2. Section 9 of the General Clauses Act does not directly apply to this section, in which the words 'from' and 'to' do not occur. Nevertheless we think it was intended that the computation should be done as it is usually done in appeals under other acts, seeing that no other method is prescribed, that is, that 90 days should be reckoned from the date of the order appealed against. We must therefore apply the general principle contained in Section 9 under which the day on which the act appealed against is done is to be excluded.
3. Further under Section 10 of the General Clauses Act, the 22nd April which was a dies non must be excluded, and it is unnecessary to resort to Section 4 of the Limitation Act for this purpose.
4. It was also argued that the application to the District Court itself was barred by limitation under the 21 days rule in Section 22 of the Provincial Insolvency Act. But we observe that the application to the District Court was not an appeal against any order passed by the Official Receiver but was one to the court to take action under Section 26, Clause (2).
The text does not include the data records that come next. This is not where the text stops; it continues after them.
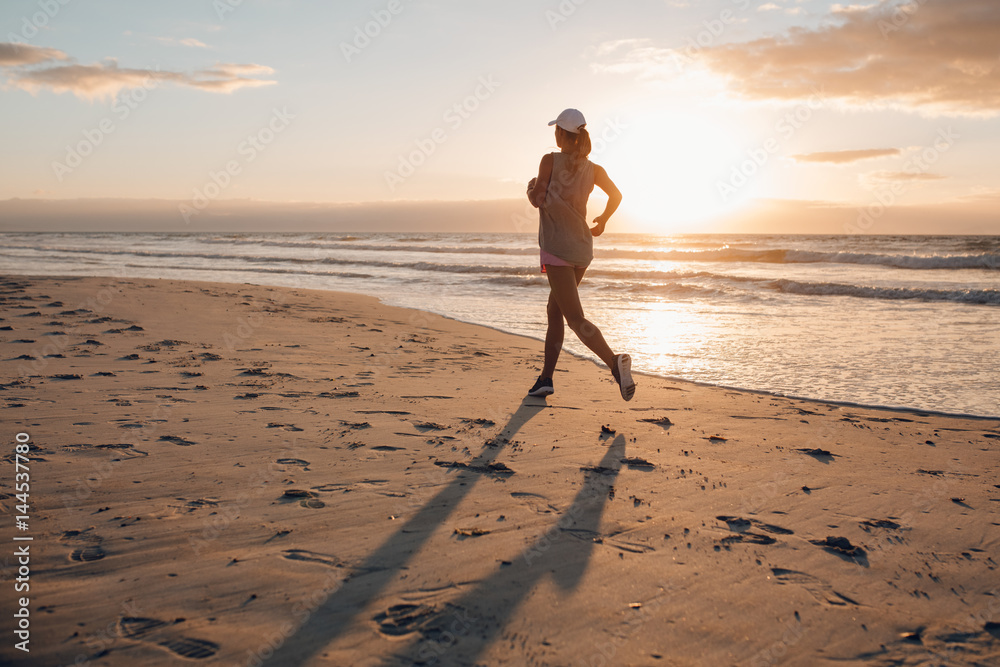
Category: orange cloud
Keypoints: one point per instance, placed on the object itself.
(15, 55)
(939, 58)
(107, 79)
(878, 177)
(845, 157)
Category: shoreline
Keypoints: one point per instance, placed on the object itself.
(246, 474)
(585, 357)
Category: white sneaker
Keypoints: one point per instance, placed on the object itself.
(623, 366)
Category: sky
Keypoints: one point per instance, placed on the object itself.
(710, 115)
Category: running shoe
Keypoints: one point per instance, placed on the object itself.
(623, 374)
(542, 387)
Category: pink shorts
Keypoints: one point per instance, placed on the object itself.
(551, 260)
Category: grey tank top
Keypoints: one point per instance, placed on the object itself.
(562, 221)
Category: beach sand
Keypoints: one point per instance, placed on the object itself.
(236, 474)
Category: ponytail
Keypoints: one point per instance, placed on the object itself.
(581, 149)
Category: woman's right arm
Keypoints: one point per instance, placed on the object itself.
(536, 195)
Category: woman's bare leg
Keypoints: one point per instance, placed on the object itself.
(565, 298)
(553, 337)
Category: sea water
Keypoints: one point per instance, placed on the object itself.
(899, 321)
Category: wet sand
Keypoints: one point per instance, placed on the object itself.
(235, 474)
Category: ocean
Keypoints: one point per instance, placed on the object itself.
(894, 321)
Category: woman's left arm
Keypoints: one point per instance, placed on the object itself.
(604, 182)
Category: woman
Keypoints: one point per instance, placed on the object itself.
(560, 192)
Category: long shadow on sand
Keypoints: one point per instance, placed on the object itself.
(336, 614)
(458, 634)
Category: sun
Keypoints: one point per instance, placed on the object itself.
(668, 166)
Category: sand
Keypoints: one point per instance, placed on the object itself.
(245, 475)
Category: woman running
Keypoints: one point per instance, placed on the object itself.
(560, 193)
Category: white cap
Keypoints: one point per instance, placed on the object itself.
(570, 120)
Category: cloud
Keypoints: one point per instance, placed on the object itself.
(845, 157)
(16, 55)
(876, 178)
(187, 41)
(936, 58)
(106, 79)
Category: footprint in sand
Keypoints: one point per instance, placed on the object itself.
(818, 588)
(160, 633)
(177, 440)
(306, 499)
(402, 619)
(741, 528)
(292, 462)
(312, 557)
(88, 545)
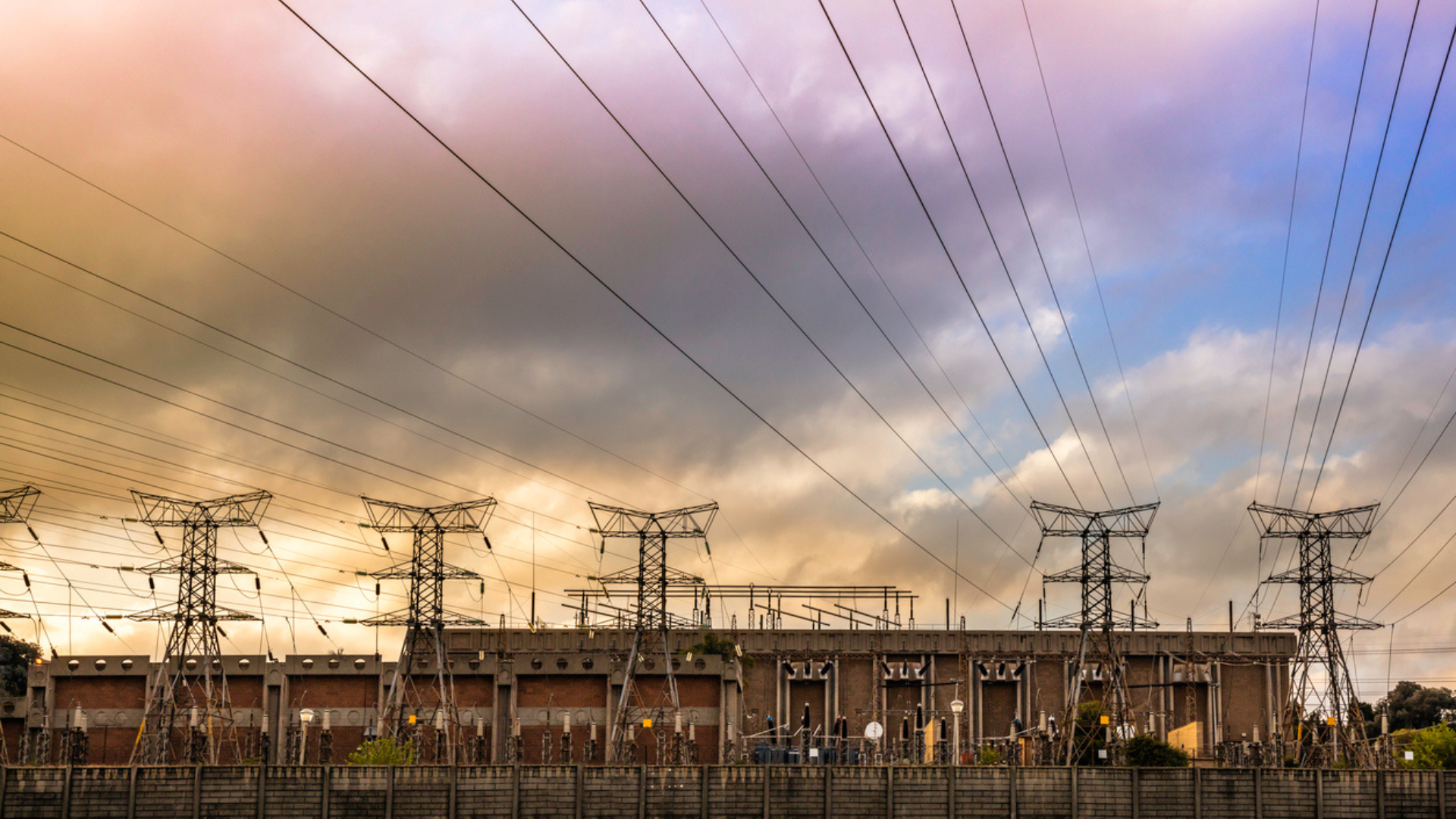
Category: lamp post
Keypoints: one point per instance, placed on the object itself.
(305, 717)
(956, 730)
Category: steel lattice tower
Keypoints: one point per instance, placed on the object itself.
(15, 507)
(193, 654)
(1320, 624)
(1098, 618)
(651, 576)
(427, 617)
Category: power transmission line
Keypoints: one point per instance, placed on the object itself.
(837, 273)
(1076, 207)
(1385, 262)
(1329, 243)
(1015, 290)
(1031, 229)
(865, 254)
(951, 260)
(632, 308)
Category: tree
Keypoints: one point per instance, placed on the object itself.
(1147, 752)
(383, 752)
(726, 649)
(1414, 706)
(1433, 748)
(17, 657)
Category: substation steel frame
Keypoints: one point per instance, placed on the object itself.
(651, 579)
(1320, 624)
(425, 617)
(1098, 617)
(194, 617)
5. On the merits we are of opinion that there was sufficient cause for the petitioner's vakil failing to attend on the date of hearing, if the facts stated in his affidavit which have not been controverted, are true. The petitioner could not be expected to proceed with his application, which involved certain complicated matters of law, and fact, unaided, and he might have been reasonably given some time to engage a fresh vakil. We think that when the facts became known on the petitioner's application to the District Court to restore his petition to file, the District Judge should have allowed his application on such terms as to costs, etc., as he thought proper.
6. We set aside the judge's orders of January 22nd dismissing the appellant's petition and direct the judge to take it again on his file and dispose of it according to law.
7. The appellant will bear his own costs and the respondents' costs in the District Court up to date. Costs in this Court will abide and follow the result.